Without doubt, atrial fibrillation after cardiac surgery is the most common complication in 24.36% of our study population. This is definitely lower than in our previous study2 that reported an incidence rate of 28.7%. Nonetheless, this current study is still ongoing and the results will definitely change. What we anticipate even more eagerly is whether our prophylactic intervention using Tocovid, a tocotrienol-rich compound, would reduce the incidence of AF in the study arm.
It is also noteworthy that the increase in mortality rate and the length of stay in the intensive care unit and the total hospital stay, apart from the increased rate of reintubation, have remained almost unchanged over the years., This is despite advancement in post-operative care of cardiac patients. Consequently, in trying to alleviate this situation by providing a possible solution via prophylactic means, our project is intriguing. While we are unsure if our intervention would work, the scientific theory propelling our endeavour cannot be doubted. As Danish physicist Niels Bohr aptly puts it, “It’s very difficult to make predictions, especially about the future.”
We mentioned about the pathogenesis of POAF which is now thought to be due to oxidative stress and inflammation. Cardiac surgery itself inflicts a trauma on the heart, and the use of cardiopulmonary bypass produces ischaemic injury. Reperfusion injury that happens after an artery is grafted leads to oxidative stress and the production of pro-inflammatory molecules, resulting in leucocyte activation and the production of nitrous oxide and reactive oxygen species.60, It has also been demonstrated in human studies that a correlation exists between systemic inflammation and oxidative stress and the development of POAF., Guided by all this information, we ventured into this research project. If our hypothesis is proven correct, we would be able to reduce the morbidity and mortality associated with POAF together with the total time spent in ICU and the overall hospital stay – this alone would reduce the cost in patient management and lessen the strain on the healthcare system.

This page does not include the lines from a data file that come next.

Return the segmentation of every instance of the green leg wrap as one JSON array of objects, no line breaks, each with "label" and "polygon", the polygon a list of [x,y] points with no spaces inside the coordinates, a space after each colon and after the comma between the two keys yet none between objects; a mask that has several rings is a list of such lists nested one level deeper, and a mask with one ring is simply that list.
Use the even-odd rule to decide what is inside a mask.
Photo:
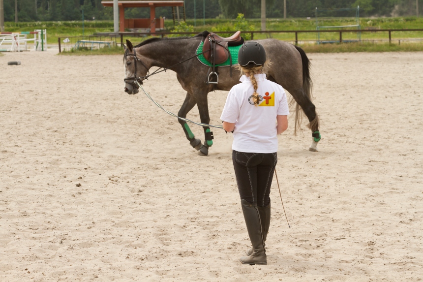
[{"label": "green leg wrap", "polygon": [[[210,128],[207,128],[207,129],[206,129],[206,133],[209,133],[210,132],[211,132],[210,131]],[[208,145],[208,146],[209,146],[213,145],[213,140],[207,140],[207,145]]]},{"label": "green leg wrap", "polygon": [[192,131],[191,131],[191,128],[189,128],[189,126],[188,126],[188,124],[185,123],[183,125],[183,127],[185,127],[185,129],[186,130],[186,132],[188,132],[188,136],[189,137],[189,139],[192,139],[194,138],[194,133],[192,133]]},{"label": "green leg wrap", "polygon": [[319,130],[316,130],[313,134],[311,134],[311,136],[313,136],[314,142],[319,142],[320,141],[320,139],[322,138],[322,136],[320,135],[320,132],[319,132]]}]

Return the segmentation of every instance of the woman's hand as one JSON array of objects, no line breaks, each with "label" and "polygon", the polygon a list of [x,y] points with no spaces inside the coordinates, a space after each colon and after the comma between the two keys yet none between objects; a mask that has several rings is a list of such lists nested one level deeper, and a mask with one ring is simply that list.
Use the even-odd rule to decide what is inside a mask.
[{"label": "woman's hand", "polygon": [[[277,122],[276,126],[276,134],[279,135],[288,128],[288,116],[277,115],[276,116],[276,120]],[[223,124],[224,124],[224,123]],[[224,128],[224,126],[223,127]]]},{"label": "woman's hand", "polygon": [[223,129],[226,130],[226,132],[230,132],[233,131],[235,128],[235,124],[231,124],[231,123],[223,122]]}]

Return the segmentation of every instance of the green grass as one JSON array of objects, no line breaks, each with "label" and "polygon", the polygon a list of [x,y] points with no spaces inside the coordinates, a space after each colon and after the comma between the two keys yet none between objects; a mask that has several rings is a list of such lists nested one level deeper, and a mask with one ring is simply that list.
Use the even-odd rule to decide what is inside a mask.
[{"label": "green grass", "polygon": [[[355,22],[353,18],[332,18],[323,20],[325,25],[336,26],[351,24]],[[200,32],[205,30],[210,31],[214,27],[219,26],[222,28],[230,28],[233,27],[235,20],[222,20],[217,19],[207,19],[205,25],[203,25],[203,20],[197,20],[197,26],[194,28],[196,31]],[[380,18],[360,19],[362,29],[366,28],[376,28],[378,29],[421,29],[423,27],[423,18],[416,17]],[[194,20],[187,20],[189,25],[194,25]],[[254,30],[260,29],[260,20],[258,19],[248,20],[248,24],[254,27]],[[86,21],[84,22],[84,34],[90,35],[96,32],[112,32],[113,31],[113,22],[112,21]],[[167,30],[173,28],[173,22],[172,20],[166,20],[165,26]],[[266,22],[266,27],[270,31],[301,31],[314,30],[316,23],[314,18],[307,20],[304,18],[268,19]],[[5,31],[30,31],[35,29],[47,29],[47,43],[57,43],[58,37],[65,38],[68,36],[82,35],[82,22],[73,21],[68,22],[32,22],[17,23],[6,22],[4,24]],[[343,33],[343,38],[345,39],[357,38],[354,32]],[[259,39],[270,36],[269,34],[254,34],[254,39]],[[295,39],[294,33],[273,33],[272,37],[276,39],[284,40]],[[423,32],[422,31],[401,31],[393,32],[393,39],[405,38],[422,38]],[[363,32],[362,39],[387,39],[388,32]],[[336,40],[339,37],[339,33],[326,33],[323,39],[325,40]],[[125,38],[126,39],[126,38]],[[134,42],[141,41],[139,38],[132,38]],[[316,34],[299,33],[299,40],[315,40]],[[138,40],[138,41],[137,41]],[[119,41],[119,39],[118,39]]]},{"label": "green grass", "polygon": [[[302,44],[300,46],[307,53],[356,53],[382,52],[417,52],[423,51],[422,43],[389,44],[371,43],[348,43],[335,44]],[[88,49],[71,49],[63,51],[61,55],[120,55],[123,54],[120,47],[111,48],[104,47],[92,51]]]},{"label": "green grass", "polygon": [[85,48],[77,49],[71,49],[70,50],[65,50],[59,53],[61,55],[123,55],[123,48],[120,46],[113,46],[111,48],[105,46],[97,49],[91,50],[89,48]]},{"label": "green grass", "polygon": [[423,51],[423,43],[349,43],[300,45],[305,53],[356,53]]},{"label": "green grass", "polygon": [[[352,24],[355,23],[354,18],[332,18],[324,19],[319,19],[323,21],[323,24],[327,26],[345,25]],[[207,19],[205,21],[205,25],[203,25],[202,19],[196,21],[197,24],[194,27],[196,32],[201,32],[204,30],[211,31],[212,29],[216,30],[221,28],[222,30],[235,30],[233,28],[235,20],[224,20],[217,19]],[[396,18],[364,18],[360,19],[360,23],[362,25],[362,29],[365,30],[367,28],[376,29],[420,29],[423,27],[423,18],[416,18],[416,17],[396,17]],[[194,20],[192,19],[187,20],[187,23],[189,25],[194,25]],[[260,20],[258,19],[248,20],[248,24],[253,27],[253,29],[259,31],[260,29]],[[165,21],[165,26],[167,31],[173,29],[173,22],[172,20],[166,20]],[[268,19],[266,22],[266,27],[269,31],[303,31],[303,30],[315,30],[316,29],[316,23],[315,19],[311,18],[307,20],[304,18],[289,18],[283,19]],[[33,31],[35,29],[47,30],[47,43],[49,44],[57,44],[58,38],[61,37],[63,39],[67,37],[71,36],[82,36],[82,22],[79,21],[67,21],[67,22],[33,22],[17,23],[6,22],[5,23],[5,31]],[[84,22],[84,35],[88,35],[96,33],[97,32],[112,32],[113,31],[113,22],[112,21],[90,21]],[[405,38],[423,38],[423,31],[397,31],[392,33],[392,38],[394,40],[395,39]],[[375,39],[388,39],[388,32],[363,32],[361,34],[362,40],[375,40]],[[339,40],[339,34],[336,32],[321,33],[320,39],[323,40]],[[254,39],[260,39],[266,38],[273,38],[279,40],[289,41],[292,42],[295,39],[295,33],[255,33],[254,35]],[[75,43],[79,40],[76,38],[70,38],[71,42],[67,44],[61,43],[62,50],[66,49],[69,52],[68,53],[72,54],[86,55],[89,54],[121,54],[121,50],[112,48],[106,50],[101,49],[99,51],[75,51],[71,50],[74,47]],[[81,38],[79,38],[81,39]],[[126,37],[125,39],[128,39],[135,45],[139,43],[145,38],[140,37]],[[315,33],[298,33],[298,40],[300,41],[306,41],[307,40],[316,40],[317,34]],[[344,40],[355,40],[357,39],[356,32],[348,32],[346,31],[342,33],[342,39]],[[63,39],[61,39],[62,40]],[[117,43],[120,41],[120,38],[111,38],[110,37],[102,37],[99,40],[106,41],[116,41]],[[385,52],[385,51],[420,51],[420,43],[414,44],[404,44],[402,43],[399,46],[397,46],[397,41],[395,42],[395,45],[390,45],[386,44],[367,44],[365,43],[355,45],[354,44],[320,44],[314,47],[310,45],[307,46],[307,49],[310,50],[327,50],[322,52]],[[300,42],[302,43],[302,42]],[[410,45],[410,47],[406,46]],[[371,45],[371,46],[370,46]],[[411,47],[412,45],[413,47]],[[331,47],[332,46],[332,47]],[[353,51],[344,51],[344,50],[351,50]],[[353,50],[357,51],[353,51]],[[372,51],[371,50],[376,50],[380,51]],[[70,50],[70,51],[69,51]],[[339,50],[339,51],[331,51]],[[317,51],[310,51],[310,52],[318,52]],[[85,53],[84,53],[85,52]]]}]

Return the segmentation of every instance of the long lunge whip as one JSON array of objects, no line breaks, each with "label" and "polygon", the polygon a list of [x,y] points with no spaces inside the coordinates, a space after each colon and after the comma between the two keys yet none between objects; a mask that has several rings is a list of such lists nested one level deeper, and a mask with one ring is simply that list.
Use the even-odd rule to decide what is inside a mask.
[{"label": "long lunge whip", "polygon": [[277,188],[279,189],[279,195],[280,196],[280,201],[282,202],[282,207],[283,208],[283,213],[285,214],[285,218],[286,219],[286,222],[288,222],[288,226],[291,228],[291,225],[289,225],[289,221],[288,221],[288,218],[286,216],[286,213],[285,212],[285,207],[283,206],[283,201],[282,200],[282,195],[280,194],[280,188],[279,187],[279,181],[277,180],[277,173],[276,173],[276,166],[274,167],[274,174],[276,175],[276,182],[277,183]]}]

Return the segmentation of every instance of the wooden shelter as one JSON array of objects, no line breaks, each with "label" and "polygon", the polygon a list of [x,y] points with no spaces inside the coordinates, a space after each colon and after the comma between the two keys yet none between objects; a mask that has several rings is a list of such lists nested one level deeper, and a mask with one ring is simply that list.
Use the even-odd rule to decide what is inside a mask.
[{"label": "wooden shelter", "polygon": [[[105,7],[113,7],[113,1],[102,1]],[[125,31],[125,29],[150,29],[150,32],[154,32],[156,29],[164,28],[163,18],[155,17],[156,7],[183,7],[183,0],[173,1],[146,0],[146,1],[118,1],[119,7],[119,31]],[[150,8],[150,19],[125,19],[125,8],[144,7]]]}]

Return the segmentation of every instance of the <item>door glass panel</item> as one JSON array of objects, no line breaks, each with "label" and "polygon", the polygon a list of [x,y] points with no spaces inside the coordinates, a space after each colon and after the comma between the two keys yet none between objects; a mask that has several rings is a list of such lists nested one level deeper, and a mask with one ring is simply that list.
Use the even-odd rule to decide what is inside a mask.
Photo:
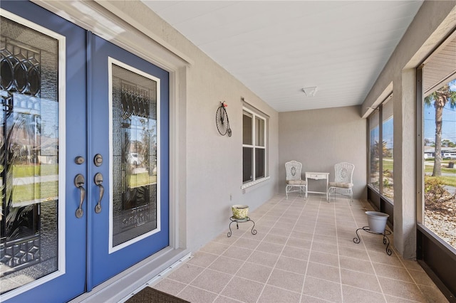
[{"label": "door glass panel", "polygon": [[111,61],[111,248],[118,249],[160,231],[160,80]]},{"label": "door glass panel", "polygon": [[58,270],[58,41],[1,16],[0,292]]}]

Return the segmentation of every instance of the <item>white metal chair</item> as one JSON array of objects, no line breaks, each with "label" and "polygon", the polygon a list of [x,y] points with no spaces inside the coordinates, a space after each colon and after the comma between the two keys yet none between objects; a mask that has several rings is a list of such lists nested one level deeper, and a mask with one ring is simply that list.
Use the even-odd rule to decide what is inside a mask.
[{"label": "white metal chair", "polygon": [[[340,193],[350,197],[350,204],[353,199],[353,176],[355,166],[351,163],[342,162],[334,165],[336,177],[334,182],[329,182],[328,188],[328,196],[331,201],[331,195]],[[336,200],[336,197],[334,197]],[[329,202],[329,201],[328,202]]]},{"label": "white metal chair", "polygon": [[289,193],[299,192],[300,196],[303,193],[305,195],[307,191],[307,182],[301,179],[302,164],[297,161],[290,161],[285,164],[285,169],[286,171],[286,186],[285,187],[286,198],[288,199]]}]

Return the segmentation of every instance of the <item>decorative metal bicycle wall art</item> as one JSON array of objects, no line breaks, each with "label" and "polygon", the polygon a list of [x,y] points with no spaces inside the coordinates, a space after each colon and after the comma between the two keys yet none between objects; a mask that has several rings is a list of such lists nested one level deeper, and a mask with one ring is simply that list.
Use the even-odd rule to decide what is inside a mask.
[{"label": "decorative metal bicycle wall art", "polygon": [[223,101],[220,102],[220,106],[217,109],[215,113],[215,124],[217,129],[221,135],[224,136],[228,134],[228,137],[231,137],[231,128],[229,128],[229,120],[228,119],[228,114],[227,114],[227,107],[228,105]]}]

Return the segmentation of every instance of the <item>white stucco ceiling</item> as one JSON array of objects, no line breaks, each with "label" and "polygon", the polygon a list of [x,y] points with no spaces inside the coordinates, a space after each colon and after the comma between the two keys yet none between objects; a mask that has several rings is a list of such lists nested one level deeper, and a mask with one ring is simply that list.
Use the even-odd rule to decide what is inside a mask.
[{"label": "white stucco ceiling", "polygon": [[279,112],[361,105],[423,3],[143,2]]}]

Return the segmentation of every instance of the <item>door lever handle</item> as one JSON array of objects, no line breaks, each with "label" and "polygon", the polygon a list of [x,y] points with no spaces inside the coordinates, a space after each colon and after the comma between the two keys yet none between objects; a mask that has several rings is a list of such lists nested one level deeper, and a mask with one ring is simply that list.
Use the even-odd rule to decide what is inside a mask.
[{"label": "door lever handle", "polygon": [[86,189],[83,186],[86,180],[84,179],[84,176],[81,174],[78,174],[74,178],[74,185],[79,188],[79,191],[81,193],[81,200],[79,201],[79,207],[76,209],[76,218],[81,218],[83,216],[84,211],[83,211],[83,203],[84,203],[84,199],[86,198]]},{"label": "door lever handle", "polygon": [[105,188],[103,187],[101,184],[103,183],[103,175],[100,173],[97,173],[93,178],[93,181],[95,184],[100,188],[100,198],[98,198],[98,203],[95,206],[95,212],[96,213],[100,213],[101,212],[101,199],[103,198],[103,195],[105,193]]}]

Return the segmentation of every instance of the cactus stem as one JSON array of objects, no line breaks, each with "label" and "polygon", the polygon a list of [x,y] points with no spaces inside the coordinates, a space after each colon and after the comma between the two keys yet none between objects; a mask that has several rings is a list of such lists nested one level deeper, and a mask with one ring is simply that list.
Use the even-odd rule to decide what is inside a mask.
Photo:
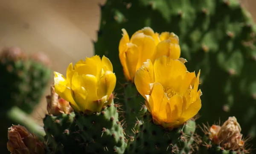
[{"label": "cactus stem", "polygon": [[44,128],[18,108],[12,107],[7,111],[7,114],[12,121],[17,123],[22,123],[30,132],[36,134],[41,139],[42,139],[45,136]]}]

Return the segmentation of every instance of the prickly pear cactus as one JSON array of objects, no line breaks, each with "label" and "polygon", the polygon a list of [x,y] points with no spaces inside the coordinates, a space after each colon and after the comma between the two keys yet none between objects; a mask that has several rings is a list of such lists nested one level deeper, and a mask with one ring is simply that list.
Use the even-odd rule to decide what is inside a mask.
[{"label": "prickly pear cactus", "polygon": [[112,102],[92,115],[76,113],[76,121],[87,152],[123,154],[127,141],[118,120],[118,107]]},{"label": "prickly pear cactus", "polygon": [[28,90],[26,86],[29,81],[27,74],[29,63],[21,50],[17,48],[5,48],[0,55],[0,77],[1,108],[9,108],[20,104]]},{"label": "prickly pear cactus", "polygon": [[0,55],[1,108],[17,106],[31,113],[41,100],[51,76],[49,60],[43,54],[29,57],[20,49],[4,48]]},{"label": "prickly pear cactus", "polygon": [[30,80],[29,91],[19,106],[21,109],[30,113],[41,100],[52,73],[49,64],[49,58],[42,53],[36,53],[30,58],[30,67],[27,74]]},{"label": "prickly pear cactus", "polygon": [[151,115],[147,112],[143,123],[135,132],[134,141],[128,145],[127,154],[167,154],[174,151],[173,145],[183,137],[184,126],[169,131],[153,123]]},{"label": "prickly pear cactus", "polygon": [[230,117],[221,125],[204,125],[205,135],[199,154],[249,154],[250,149],[240,133],[241,128],[234,116]]},{"label": "prickly pear cactus", "polygon": [[124,100],[120,101],[124,103],[122,105],[122,116],[120,121],[125,122],[124,128],[127,137],[132,137],[134,132],[139,129],[142,123],[141,119],[147,111],[147,107],[144,105],[145,99],[137,90],[134,83],[128,82],[124,85]]},{"label": "prickly pear cactus", "polygon": [[123,83],[124,77],[117,60],[122,32],[116,29],[132,33],[147,26],[156,32],[173,32],[179,36],[180,57],[188,61],[188,70],[201,70],[202,102],[207,103],[198,122],[212,123],[233,115],[244,134],[254,137],[256,29],[238,0],[108,0],[101,10],[95,54],[112,61],[118,81]]},{"label": "prickly pear cactus", "polygon": [[83,152],[82,139],[76,132],[79,129],[74,122],[75,113],[69,103],[55,92],[54,86],[51,87],[51,94],[46,99],[48,114],[43,122],[47,151],[56,154],[68,154],[70,151]]},{"label": "prickly pear cactus", "polygon": [[192,154],[196,150],[197,145],[195,140],[197,136],[195,132],[196,123],[193,119],[188,121],[183,128],[184,135],[174,145],[173,153],[178,154]]}]

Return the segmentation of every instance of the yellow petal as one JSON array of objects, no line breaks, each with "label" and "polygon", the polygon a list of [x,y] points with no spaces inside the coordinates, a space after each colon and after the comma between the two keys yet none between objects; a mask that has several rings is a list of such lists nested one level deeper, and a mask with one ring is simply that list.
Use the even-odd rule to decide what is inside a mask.
[{"label": "yellow petal", "polygon": [[72,89],[75,90],[83,87],[88,93],[88,100],[96,100],[100,98],[97,97],[97,78],[90,74],[79,75],[77,72],[75,73],[72,78]]},{"label": "yellow petal", "polygon": [[79,89],[81,87],[84,87],[84,85],[82,84],[83,77],[82,74],[79,75],[77,72],[75,72],[72,78],[71,81],[71,89],[74,90],[75,89]]},{"label": "yellow petal", "polygon": [[178,93],[180,94],[184,94],[186,92],[190,86],[193,86],[195,81],[195,72],[190,73],[187,72],[185,77],[180,83]]},{"label": "yellow petal", "polygon": [[125,29],[122,29],[122,37],[119,42],[119,53],[122,54],[126,48],[126,44],[130,42],[130,38],[128,33],[127,33],[127,32]]},{"label": "yellow petal", "polygon": [[178,59],[178,60],[179,61],[180,61],[183,64],[185,64],[185,63],[188,62],[188,61],[187,61],[186,59],[183,58],[179,58]]},{"label": "yellow petal", "polygon": [[75,66],[74,67],[74,70],[76,70],[77,68],[84,64],[84,61],[83,61],[82,59],[80,60],[75,64]]},{"label": "yellow petal", "polygon": [[145,95],[150,94],[151,84],[154,83],[153,64],[149,59],[136,72],[134,83],[139,93],[146,99]]},{"label": "yellow petal", "polygon": [[84,87],[80,87],[73,90],[74,100],[78,106],[79,110],[84,112],[87,101],[88,93]]},{"label": "yellow petal", "polygon": [[155,81],[165,88],[177,91],[187,71],[185,65],[178,60],[166,56],[157,59],[154,64]]},{"label": "yellow petal", "polygon": [[170,37],[168,39],[171,40],[171,43],[179,44],[179,37],[174,32],[170,33]]},{"label": "yellow petal", "polygon": [[97,96],[97,79],[95,76],[90,74],[83,75],[82,85],[88,93],[88,101],[95,101],[99,99]]},{"label": "yellow petal", "polygon": [[131,78],[129,74],[129,71],[128,71],[128,68],[127,67],[127,64],[126,64],[126,52],[127,50],[128,47],[126,44],[125,45],[125,48],[124,48],[124,50],[120,51],[119,50],[119,59],[123,67],[123,71],[125,77],[127,80],[131,80]]},{"label": "yellow petal", "polygon": [[178,120],[181,123],[184,123],[195,116],[201,108],[201,99],[198,99],[186,110],[183,111]]},{"label": "yellow petal", "polygon": [[169,57],[172,59],[177,59],[180,56],[180,48],[177,44],[170,44]]},{"label": "yellow petal", "polygon": [[74,75],[74,73],[75,70],[73,69],[73,64],[72,64],[72,63],[71,63],[69,65],[68,65],[68,67],[67,70],[66,74],[67,79],[70,85],[71,83],[71,81],[72,80],[72,77],[73,77],[73,75]]},{"label": "yellow petal", "polygon": [[125,52],[126,64],[132,82],[134,82],[135,72],[137,70],[137,64],[139,60],[138,47],[131,43],[127,44],[127,50]]},{"label": "yellow petal", "polygon": [[96,76],[98,73],[96,65],[95,63],[90,65],[83,64],[77,67],[75,72],[80,76],[83,74],[90,74]]},{"label": "yellow petal", "polygon": [[183,108],[183,98],[179,95],[176,95],[169,99],[171,108],[171,113],[167,122],[176,121],[180,116]]},{"label": "yellow petal", "polygon": [[154,60],[156,45],[151,36],[142,33],[138,33],[131,38],[131,41],[138,46],[139,50],[139,57],[137,70],[138,70],[148,59]]},{"label": "yellow petal", "polygon": [[164,40],[160,42],[156,47],[155,56],[154,60],[162,55],[169,56],[170,52],[170,43],[171,41]]},{"label": "yellow petal", "polygon": [[93,75],[98,79],[100,78],[103,65],[102,60],[98,55],[95,55],[91,58],[86,57],[85,64],[90,67],[91,70],[94,70],[94,72],[93,72],[96,71],[96,74],[93,74],[92,73],[87,74]]},{"label": "yellow petal", "polygon": [[146,95],[145,99],[146,101],[145,101],[145,103],[146,104],[147,108],[148,111],[152,114],[152,112],[153,111],[154,109],[154,102],[152,96],[149,95]]},{"label": "yellow petal", "polygon": [[162,32],[159,35],[160,41],[168,40],[170,37],[170,33],[168,32]]},{"label": "yellow petal", "polygon": [[99,81],[97,96],[101,98],[107,95],[109,97],[113,92],[116,82],[116,75],[110,71],[107,71]]},{"label": "yellow petal", "polygon": [[[162,109],[165,108],[163,108],[163,106],[165,106],[164,105],[165,104],[163,104],[163,103],[166,103],[166,102],[163,101],[164,96],[164,92],[163,86],[158,82],[154,84],[152,93],[151,93],[151,96],[154,102],[153,105],[154,105],[153,110],[154,112],[158,113],[159,114],[164,114],[164,113],[160,113]],[[152,105],[151,104],[149,104],[149,105]],[[163,116],[162,116],[162,117]]]},{"label": "yellow petal", "polygon": [[61,74],[54,72],[54,87],[55,92],[61,97],[73,105],[74,109],[77,108],[72,96],[70,85],[65,77]]},{"label": "yellow petal", "polygon": [[93,113],[100,112],[103,105],[107,101],[108,96],[106,95],[101,99],[95,101],[87,101],[85,106],[86,108],[84,112],[87,114],[91,114]]},{"label": "yellow petal", "polygon": [[111,72],[113,71],[113,66],[112,66],[111,61],[109,60],[109,59],[105,57],[103,55],[102,57],[102,61],[103,65],[105,66],[105,68],[104,69],[104,71],[106,72],[107,70],[110,70]]},{"label": "yellow petal", "polygon": [[145,27],[142,29],[141,30],[139,30],[135,32],[131,36],[131,40],[137,34],[143,33],[144,35],[149,36],[151,36],[152,38],[154,40],[155,44],[157,44],[160,41],[160,39],[159,38],[159,34],[157,33],[155,33],[154,30],[152,29],[149,27]]},{"label": "yellow petal", "polygon": [[196,99],[198,98],[198,95],[197,93],[196,93],[196,92],[197,92],[198,90],[198,86],[199,85],[199,77],[200,76],[200,72],[201,70],[199,70],[197,76],[196,77],[196,79],[195,82],[195,84],[194,84],[194,87],[193,87],[193,90],[195,92],[195,93],[194,94],[194,96],[193,96],[193,102],[195,101]]}]

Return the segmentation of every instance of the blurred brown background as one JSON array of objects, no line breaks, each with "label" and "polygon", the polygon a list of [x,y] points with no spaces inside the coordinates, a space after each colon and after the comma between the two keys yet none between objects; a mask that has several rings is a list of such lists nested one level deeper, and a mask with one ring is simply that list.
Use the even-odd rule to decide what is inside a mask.
[{"label": "blurred brown background", "polygon": [[[0,49],[15,46],[28,54],[44,52],[52,70],[65,74],[70,63],[93,55],[91,41],[96,40],[100,20],[98,4],[105,1],[0,0]],[[241,1],[256,21],[256,0]],[[39,123],[46,105],[43,97],[32,113]]]}]

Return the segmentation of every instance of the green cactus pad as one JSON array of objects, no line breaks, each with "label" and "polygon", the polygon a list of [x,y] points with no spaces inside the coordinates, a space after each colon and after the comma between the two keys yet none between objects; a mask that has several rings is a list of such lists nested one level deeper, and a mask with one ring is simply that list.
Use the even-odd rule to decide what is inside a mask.
[{"label": "green cactus pad", "polygon": [[145,99],[139,93],[134,84],[125,84],[124,90],[124,99],[118,100],[123,111],[121,113],[123,116],[120,117],[120,121],[123,119],[125,121],[124,128],[126,135],[132,136],[134,131],[139,130],[142,123],[141,118],[147,111],[147,107],[144,105]]},{"label": "green cactus pad", "polygon": [[195,131],[196,123],[195,121],[190,120],[187,122],[184,127],[183,137],[180,139],[179,142],[175,145],[177,147],[176,153],[177,154],[192,154],[193,151],[195,137],[194,136]]},{"label": "green cactus pad", "polygon": [[136,133],[134,141],[130,142],[127,153],[165,154],[173,152],[173,145],[184,134],[184,127],[172,131],[164,129],[153,123],[148,112],[143,116],[143,123]]},{"label": "green cactus pad", "polygon": [[130,37],[145,26],[174,32],[188,70],[201,69],[198,122],[232,115],[245,136],[256,136],[256,29],[238,0],[108,0],[101,9],[95,54],[108,57],[118,81],[125,78],[117,60],[122,29]]},{"label": "green cactus pad", "polygon": [[124,153],[127,141],[118,120],[118,107],[113,102],[104,107],[101,112],[91,115],[76,113],[76,122],[86,152]]},{"label": "green cactus pad", "polygon": [[4,49],[0,55],[1,108],[22,104],[29,90],[30,61],[20,49]]},{"label": "green cactus pad", "polygon": [[41,100],[49,80],[49,60],[43,54],[27,57],[17,48],[5,48],[0,55],[2,108],[17,106],[28,113]]},{"label": "green cactus pad", "polygon": [[44,119],[44,137],[48,151],[56,154],[79,154],[85,151],[82,139],[76,130],[75,113],[57,116],[46,115]]},{"label": "green cactus pad", "polygon": [[34,55],[29,60],[27,78],[30,79],[27,94],[20,108],[28,113],[33,111],[41,100],[52,73],[49,67],[49,60],[41,53]]}]

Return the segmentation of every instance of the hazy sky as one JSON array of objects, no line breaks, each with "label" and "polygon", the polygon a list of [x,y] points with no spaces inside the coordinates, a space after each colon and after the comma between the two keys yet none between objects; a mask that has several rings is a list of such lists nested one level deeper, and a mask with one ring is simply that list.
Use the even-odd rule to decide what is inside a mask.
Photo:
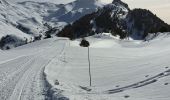
[{"label": "hazy sky", "polygon": [[[109,3],[113,0],[102,0]],[[151,10],[165,22],[170,24],[170,0],[122,0],[126,2],[131,9],[145,8]]]},{"label": "hazy sky", "polygon": [[[10,0],[10,1],[49,1],[53,3],[68,3],[74,0]],[[113,0],[101,0],[105,3],[111,3]],[[131,9],[145,8],[151,10],[165,22],[170,24],[170,0],[122,0],[126,2]]]}]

Research has shown that POAF was correlated with longer and costlier lengths of stay both in the ICU and also the total hospital stay, besides the rate of readmission.70,71, In the USA, these outcomes translate into a substantial financial impact amounting to approximately USD 2 billion per year39 out of a total expenditure of more than USD 6 billion related to AF care in the country.39,,, Despite the absence of any data either at the IJN of Kuala Lumpur or elsewhere countrywide regarding the total cost incurred in managing patients with this type of complication, it is predicted that the total costs would be huge if not monstrous. Hence, it is undeniable that improving the health condition of patients would have a positive effect on their economic activity, and subsequently, the national economy itself.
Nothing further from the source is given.